Krinsky isn't alone in pointing out that the time of year isn't great for equities.
“Post-election years tend to peak right about now and bottom in late October,” wrote Carson Investment Research analyst Ryan Detrick on X. “No, this doesn't mean it has to happen this time, but some seasonal turbulence would be perfectly normal.”
In addition to the seasonal weakness, Krinsky noted that utilities, considered a defensive stock market sector, have been rallying, recently notching 52-week highs.
He also sees a potential opportunity for software stocks, which have underperformed semiconductor stocks, to close the gap, given they tend to have done better than semis in August, outpacing them in 9 of the past 13 years.
What's setting up the potential buy-the-dip drop
Stocks initially headed higher early last week on the heels of better-than-expected earnings results from technology bellwethers Microsoft and Meta Platforms.
However, optimism faded on Wednesday, when the Federal Reserve chose to keep interest rates unchanged at 4.25% to 4.50%, disappointing many, including President Trump, who has been arguing for big cuts all year.

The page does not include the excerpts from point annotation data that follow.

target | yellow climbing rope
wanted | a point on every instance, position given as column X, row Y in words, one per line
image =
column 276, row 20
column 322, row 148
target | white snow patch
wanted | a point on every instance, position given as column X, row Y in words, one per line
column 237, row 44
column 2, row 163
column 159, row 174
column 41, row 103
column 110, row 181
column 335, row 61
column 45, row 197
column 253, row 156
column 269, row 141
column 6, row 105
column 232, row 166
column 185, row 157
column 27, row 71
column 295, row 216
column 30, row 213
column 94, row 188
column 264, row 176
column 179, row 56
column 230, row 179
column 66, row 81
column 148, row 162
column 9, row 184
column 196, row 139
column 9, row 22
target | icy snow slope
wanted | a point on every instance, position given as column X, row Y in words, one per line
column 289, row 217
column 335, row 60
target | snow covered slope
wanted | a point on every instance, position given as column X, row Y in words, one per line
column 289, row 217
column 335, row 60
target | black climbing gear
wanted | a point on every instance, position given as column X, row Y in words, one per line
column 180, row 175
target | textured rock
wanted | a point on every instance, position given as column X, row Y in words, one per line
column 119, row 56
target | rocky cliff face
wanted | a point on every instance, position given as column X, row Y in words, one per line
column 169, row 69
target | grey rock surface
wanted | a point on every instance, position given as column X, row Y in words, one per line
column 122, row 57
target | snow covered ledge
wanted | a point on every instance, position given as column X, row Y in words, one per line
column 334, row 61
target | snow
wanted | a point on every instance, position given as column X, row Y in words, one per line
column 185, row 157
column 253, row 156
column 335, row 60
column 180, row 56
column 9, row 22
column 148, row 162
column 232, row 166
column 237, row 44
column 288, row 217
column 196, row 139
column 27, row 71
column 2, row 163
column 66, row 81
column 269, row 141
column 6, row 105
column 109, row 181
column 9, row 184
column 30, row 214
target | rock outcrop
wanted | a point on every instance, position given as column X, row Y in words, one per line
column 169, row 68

Related: Jobs report shocker resets Fed interest rate cut bets
Adding to investors' concerns, the Personal Consumption Expenditures index showed that inflation accelerated to 2.6% in June from 2.4% in May and 2.2% in April.
Many expect tariffs instituted in the spring are only now causing inflation to rise. It may worsen in the coming months following newly announced tariffs after the reciprocal tariff pause ended on August 1. President Trump announced a slate of tariffs ranging from 10% to 41%, including a 35% tariff on Canada, one of our top three trading partners.
Jobs data last week also suggests the economy is wobbling. The latest report from the Bureau of Labor Statistics showed just 73,000 jobs created in July, below the 100,000 expected.
Worse, the BLS had previously said the US economy created 147,000 jobs in June. It revised that figure down to 14,000. May's job numbers were similarly lowered to 19,000 from 144,000.
The significant revisions drew the ire of President Trump, who fired BLS Commissioner Erika McEntarfer after the report, saying the numbers were “RIGGED in order to make the Republicans, and ME, look bad.”